All of my comments have been addressed.

aprantl added inline comments.Mon, Aug 19, 3:26 PM
include/llvm/DebugInfo/GSYM/FileWriter.h
40 ↗(On Diff #215939)

\param is the preferred spelling in LLVM code (I thought I had replaced all remaining @'s with backslashes a while ago).

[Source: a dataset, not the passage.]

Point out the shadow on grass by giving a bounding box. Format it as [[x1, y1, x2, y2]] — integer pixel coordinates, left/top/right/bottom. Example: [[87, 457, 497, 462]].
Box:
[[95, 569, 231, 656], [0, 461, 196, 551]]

MaskRay accepted this revision.Wed, Aug 21, 7:12 AM
MaskRay added inline comments.
include/llvm/DebugInfo/GSYM/FileWriter.h
5 ↗(On Diff #215973)

The license notice is wrong.

lib/DebugInfo/GSYM/FileWriter.cpp
6 ↗(On Diff #215973)

The licence notice is wrong.

This revision is now accepted and ready to land.Wed, Aug 21, 7:12 AM
MaskRay added inline comments.Wed, Aug 21, 9:19 AM
include/llvm/DebugInfo/GSYM/FileWriter.h
18 ↗(On Diff #215973)

sys/types.h ?

This revision was automatically updated to reflect the committed changes.